Windows 10 LTSC IoT + a certain mass grave script or whatever has got you covered until 2032.

[–] DreadPotato@sopuli.xyz 9 points 11 months ago* (last edited 11 months ago) (14 children)

Why are people making a huge deal out of this? Win10 was released in 2015, and support ends in 2025. That's 10 years of support, I don't think this is unreasonable for a consumer product by any means.

As far as industry goes it's a bit short, but nothing catastrophic. There's plenty of xp machines still running just fine in many places. Lack of security updates is less crucial for most of these applications since they're often not required to be connected to internet.

[–] Gamoc@lemmy.world 27 points 11 months ago (3 children)

I can't upgrade to Windows 11 (not that I'd want to considering all their enshittification), so they're leaving me with an unsecured OS. I survive on £160 a month so, no, I won't be paying for fucking security updates, instead I'll be switching to Linux and literally never considering using Windows again.
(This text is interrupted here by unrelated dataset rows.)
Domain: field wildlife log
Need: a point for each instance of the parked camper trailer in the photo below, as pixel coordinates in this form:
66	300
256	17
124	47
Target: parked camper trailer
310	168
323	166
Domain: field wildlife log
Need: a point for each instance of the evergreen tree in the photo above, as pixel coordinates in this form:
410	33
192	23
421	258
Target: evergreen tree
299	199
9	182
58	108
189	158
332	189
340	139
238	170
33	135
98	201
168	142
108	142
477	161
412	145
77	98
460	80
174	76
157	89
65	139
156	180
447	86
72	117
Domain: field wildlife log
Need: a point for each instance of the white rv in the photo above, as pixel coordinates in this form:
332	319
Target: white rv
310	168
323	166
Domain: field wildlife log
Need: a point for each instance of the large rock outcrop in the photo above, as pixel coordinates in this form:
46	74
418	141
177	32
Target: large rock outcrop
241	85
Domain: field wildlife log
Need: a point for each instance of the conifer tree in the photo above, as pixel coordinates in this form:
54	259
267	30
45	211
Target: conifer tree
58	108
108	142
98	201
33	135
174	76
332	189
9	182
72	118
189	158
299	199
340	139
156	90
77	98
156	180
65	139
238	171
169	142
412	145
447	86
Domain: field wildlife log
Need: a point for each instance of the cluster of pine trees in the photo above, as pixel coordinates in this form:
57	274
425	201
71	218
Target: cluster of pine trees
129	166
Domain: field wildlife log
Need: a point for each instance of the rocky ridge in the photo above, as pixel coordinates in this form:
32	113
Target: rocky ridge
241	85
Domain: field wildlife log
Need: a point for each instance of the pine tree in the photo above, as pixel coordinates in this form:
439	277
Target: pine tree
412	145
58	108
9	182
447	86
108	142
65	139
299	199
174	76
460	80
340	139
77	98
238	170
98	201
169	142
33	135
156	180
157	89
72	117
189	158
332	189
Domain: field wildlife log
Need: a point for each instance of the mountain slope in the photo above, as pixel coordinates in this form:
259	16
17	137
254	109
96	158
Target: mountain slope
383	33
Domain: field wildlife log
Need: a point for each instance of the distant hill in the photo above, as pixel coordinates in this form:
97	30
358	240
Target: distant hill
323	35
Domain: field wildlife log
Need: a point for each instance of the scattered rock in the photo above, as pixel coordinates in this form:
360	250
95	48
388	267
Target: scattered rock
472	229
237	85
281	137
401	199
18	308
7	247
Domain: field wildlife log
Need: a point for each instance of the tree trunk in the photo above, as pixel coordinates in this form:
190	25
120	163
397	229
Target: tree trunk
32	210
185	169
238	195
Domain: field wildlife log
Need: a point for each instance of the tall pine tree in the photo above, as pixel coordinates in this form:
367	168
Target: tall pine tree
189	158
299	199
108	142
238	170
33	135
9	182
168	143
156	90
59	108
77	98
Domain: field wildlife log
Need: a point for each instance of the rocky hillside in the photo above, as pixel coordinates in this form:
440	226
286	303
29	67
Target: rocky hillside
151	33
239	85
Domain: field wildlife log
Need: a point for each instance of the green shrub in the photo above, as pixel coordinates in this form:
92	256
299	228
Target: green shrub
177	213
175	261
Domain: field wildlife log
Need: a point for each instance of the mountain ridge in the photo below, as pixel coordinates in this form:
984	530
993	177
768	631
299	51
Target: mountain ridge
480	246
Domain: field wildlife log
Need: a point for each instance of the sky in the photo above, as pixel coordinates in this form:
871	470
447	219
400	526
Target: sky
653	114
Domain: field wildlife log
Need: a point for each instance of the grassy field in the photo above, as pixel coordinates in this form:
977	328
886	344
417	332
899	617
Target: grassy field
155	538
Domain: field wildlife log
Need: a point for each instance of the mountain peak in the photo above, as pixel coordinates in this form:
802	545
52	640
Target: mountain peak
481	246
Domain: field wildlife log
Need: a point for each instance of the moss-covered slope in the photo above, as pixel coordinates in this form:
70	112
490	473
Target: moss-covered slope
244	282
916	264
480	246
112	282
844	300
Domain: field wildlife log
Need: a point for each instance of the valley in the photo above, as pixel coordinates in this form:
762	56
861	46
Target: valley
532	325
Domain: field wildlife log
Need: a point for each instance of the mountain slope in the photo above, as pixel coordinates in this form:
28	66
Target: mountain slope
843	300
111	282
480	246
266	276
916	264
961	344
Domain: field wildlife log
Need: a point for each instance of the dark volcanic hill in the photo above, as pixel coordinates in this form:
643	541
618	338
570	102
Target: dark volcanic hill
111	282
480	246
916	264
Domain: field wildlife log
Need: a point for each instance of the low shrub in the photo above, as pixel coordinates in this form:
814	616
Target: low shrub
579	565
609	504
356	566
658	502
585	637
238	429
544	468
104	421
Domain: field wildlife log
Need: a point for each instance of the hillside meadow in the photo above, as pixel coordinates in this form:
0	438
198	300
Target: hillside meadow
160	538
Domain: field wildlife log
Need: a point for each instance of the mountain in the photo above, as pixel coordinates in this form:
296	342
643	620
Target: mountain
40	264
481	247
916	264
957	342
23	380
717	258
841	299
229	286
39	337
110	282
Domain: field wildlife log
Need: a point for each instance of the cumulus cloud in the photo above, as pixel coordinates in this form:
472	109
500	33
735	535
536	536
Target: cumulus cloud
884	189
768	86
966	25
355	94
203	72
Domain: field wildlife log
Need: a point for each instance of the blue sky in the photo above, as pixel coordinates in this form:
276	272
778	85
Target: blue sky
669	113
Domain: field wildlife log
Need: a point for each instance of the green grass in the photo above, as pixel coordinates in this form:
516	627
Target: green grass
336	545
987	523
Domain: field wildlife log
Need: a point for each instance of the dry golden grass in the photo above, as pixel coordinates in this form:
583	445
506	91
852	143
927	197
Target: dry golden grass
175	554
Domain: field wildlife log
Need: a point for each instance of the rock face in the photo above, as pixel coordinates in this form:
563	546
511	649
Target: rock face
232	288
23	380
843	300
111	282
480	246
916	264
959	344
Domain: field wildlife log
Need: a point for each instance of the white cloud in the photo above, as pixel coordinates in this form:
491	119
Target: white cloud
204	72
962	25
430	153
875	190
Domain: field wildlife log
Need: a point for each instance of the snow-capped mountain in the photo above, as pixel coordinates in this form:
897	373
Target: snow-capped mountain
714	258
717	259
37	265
[–] DreadPotato@sopuli.xyz 4 points 11 months ago* (last edited 11 months ago) (9 children)

It's also not reasonable to expect updates forever. No matter what, support for software always stops at some point, and 10 years of support is pretty reasonable for consumer products. Not great, but also not terrible.

[–] Bongles@lemm.ee 7 points 11 months ago

Normally sure, but maybe Microsoft shouldn't have tried saying windows 10 was the last windows version, to then release a new version that a lot of people can't even upgrade their current PCs to.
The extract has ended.